Per il resto ci sarà solo l'imbarazzo della scelta. Inutile elencare, per motivi di spazio, tutti i laboratori: degni comunque di segnalazione, per la novità, quello di origami (condotto da un ragazzo) e altre attività - come ad esempio l'orienteering fotografico - che si avvalgono della collaborazione dei “giovani più grandi” delle scuole superiori.
In più - a chi partecipa a un laboratorio e termina l'attività - sarà chiesto di fare il “passaparola” con il bambino che invece è appena arrivato, spiegandogli che cosa deve fare e come si fa: ovvero il maestro e l'apprendista.
“L'obiettivo della Città dei Ragazzi - spiega Stefania Fabbro - è consentire ai bambini di esprimersi nella loro principale attività: giocare e fare. Il filo conduttore di quest'anno sarà anche la partecipazione, che vedrà in prima linea il protagonismo giovanile, in aiuto alla manifestazione e ai più piccoli.”
“Dei 64 laboratori - aggiunge Angela Bizzotto, educatrice della Fondazione Pirani Cremona e anima organizzativa della Città dei Ragazzi - alcuni sono tradizionali e molto richiesti, come ad esempio quello di traforo, altri invece sono delle interessanti novità. Sarà protagonista anche la disabilità, col laboratorio “Cucini...amo” gestito dall'Anffas e con “La lana racconta” in cui i ragazzi che frequentano il Centro Diurno spiegheranno come si lavora con la lana cardata. Tutti i laboratori sono stati pensati per esaltare due aspetti fondamentali: il gioco e il movimento.”

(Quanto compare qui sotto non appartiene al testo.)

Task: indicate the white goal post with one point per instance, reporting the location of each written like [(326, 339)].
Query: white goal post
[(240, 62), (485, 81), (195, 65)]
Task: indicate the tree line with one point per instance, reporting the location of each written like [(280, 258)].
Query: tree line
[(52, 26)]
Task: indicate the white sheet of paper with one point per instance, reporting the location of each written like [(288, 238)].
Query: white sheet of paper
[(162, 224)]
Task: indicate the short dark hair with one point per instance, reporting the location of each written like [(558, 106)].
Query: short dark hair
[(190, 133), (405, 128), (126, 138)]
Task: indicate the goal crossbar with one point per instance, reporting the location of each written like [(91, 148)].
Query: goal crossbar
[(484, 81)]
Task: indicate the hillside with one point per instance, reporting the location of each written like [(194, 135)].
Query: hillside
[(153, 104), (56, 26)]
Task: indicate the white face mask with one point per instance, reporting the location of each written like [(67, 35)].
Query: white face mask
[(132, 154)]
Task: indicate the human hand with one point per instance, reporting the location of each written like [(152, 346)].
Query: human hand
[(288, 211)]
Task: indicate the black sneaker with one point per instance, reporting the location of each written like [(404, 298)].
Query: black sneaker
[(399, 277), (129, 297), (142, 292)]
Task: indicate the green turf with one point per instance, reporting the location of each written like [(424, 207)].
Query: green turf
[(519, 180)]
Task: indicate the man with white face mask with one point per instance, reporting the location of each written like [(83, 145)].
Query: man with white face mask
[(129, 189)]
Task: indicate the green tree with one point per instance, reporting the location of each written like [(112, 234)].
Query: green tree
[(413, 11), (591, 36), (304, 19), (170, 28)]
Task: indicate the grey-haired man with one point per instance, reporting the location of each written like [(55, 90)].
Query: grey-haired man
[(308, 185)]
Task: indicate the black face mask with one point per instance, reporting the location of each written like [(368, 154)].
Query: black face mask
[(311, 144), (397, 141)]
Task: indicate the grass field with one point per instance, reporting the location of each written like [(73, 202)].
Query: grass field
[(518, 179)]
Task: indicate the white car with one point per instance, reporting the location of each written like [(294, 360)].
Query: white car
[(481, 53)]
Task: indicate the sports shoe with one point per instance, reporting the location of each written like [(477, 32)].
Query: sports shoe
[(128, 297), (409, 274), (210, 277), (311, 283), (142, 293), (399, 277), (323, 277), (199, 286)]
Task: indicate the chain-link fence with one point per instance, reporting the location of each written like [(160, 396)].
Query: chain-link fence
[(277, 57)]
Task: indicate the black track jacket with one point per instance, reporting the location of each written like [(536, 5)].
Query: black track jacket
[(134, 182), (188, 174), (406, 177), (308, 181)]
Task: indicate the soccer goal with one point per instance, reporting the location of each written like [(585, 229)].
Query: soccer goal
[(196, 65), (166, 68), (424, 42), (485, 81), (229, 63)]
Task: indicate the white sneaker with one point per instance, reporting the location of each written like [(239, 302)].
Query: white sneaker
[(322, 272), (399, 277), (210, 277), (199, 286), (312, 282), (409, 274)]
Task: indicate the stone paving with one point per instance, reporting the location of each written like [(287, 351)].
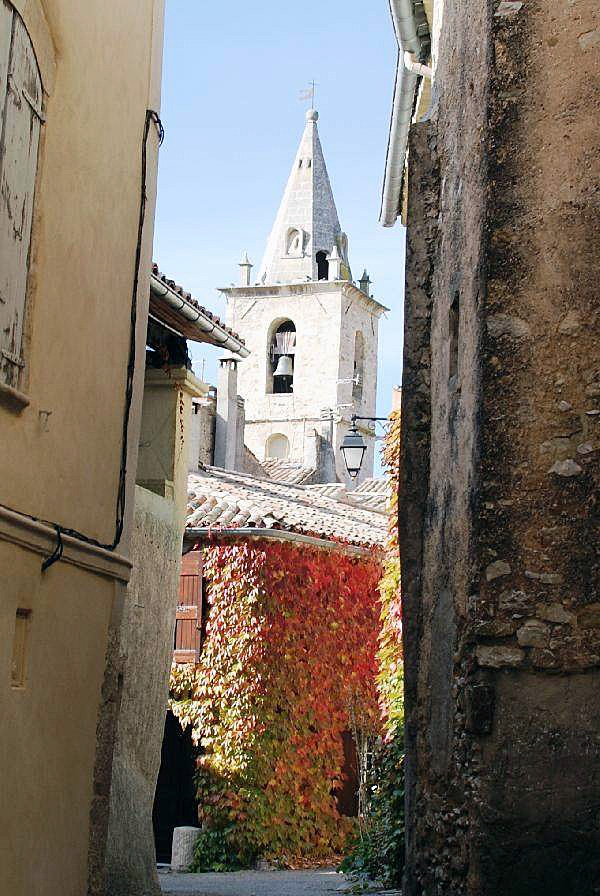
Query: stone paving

Non un gioco fine a sé stesso, ma mirato a far capire agli adulti tempi e modi di una città a misura di bambino: “La piccola “provocazione” di rendere più partecipativa questa attività - commenta l'assessore comunale alle Politiche giovanili Oscar Mazzocchin - può aiutare molto la politica di Bassano a mettere questa fascia di età al centro dell'attenzione.”
E può mancare in cotanto animatissimo evento un'adeguata copertura giornalistica e di comunicazione? Certo che no.
A pensarci saranno gli studenti delle classi seconde e terze della scuola media di Crosara, istituto che da otto anni - facendo incetta di premi, l'ultimo dei quali assegnato dall'Ordine dei Giornalisti del Veneto al concorso “Fare i giornali nelle scuole” - pubblica un giornale scolastico, intitolato “Scuola in rilievo” diventato ormai un cult del genere. I giovanissimi emuli di Montanelli faranno interviste e reportage nel corso della giornata, dando alle stampe in due edizioni - alle 13 e alle 17 - l'instant-giornalino “Dìgiornata”, con le headline news sulla Città dei Ragazzi 2015.
E c'è anche - almeno nelle loro intenzioni - aria di scoop. Anzi, di Scoop con la esse maiuscola. I piccoli reporter di Crosara hanno infatti scritto nei giorni scorsi una lettera al Papa, descrivendo la loro scuola e la loro attività, lasciando un numero di cellulare e chiedendo al Santo Padre se magari, in occasione della manifestazione di domenica a Bassano, poteva chiamarli al telefono.
Certamente il Pontefice ha altre questioni che dettano le priorità in agenda e domenica prossima, tra l'altro, sarà la Domenica delle Palme. Ma fonti bene informate riferiscono che la lettera è arrivata a destinazione, ed è stata giudicata “molto commovente”. E conoscendo Francesco, magari uno squillo potrebbe anche arrivare.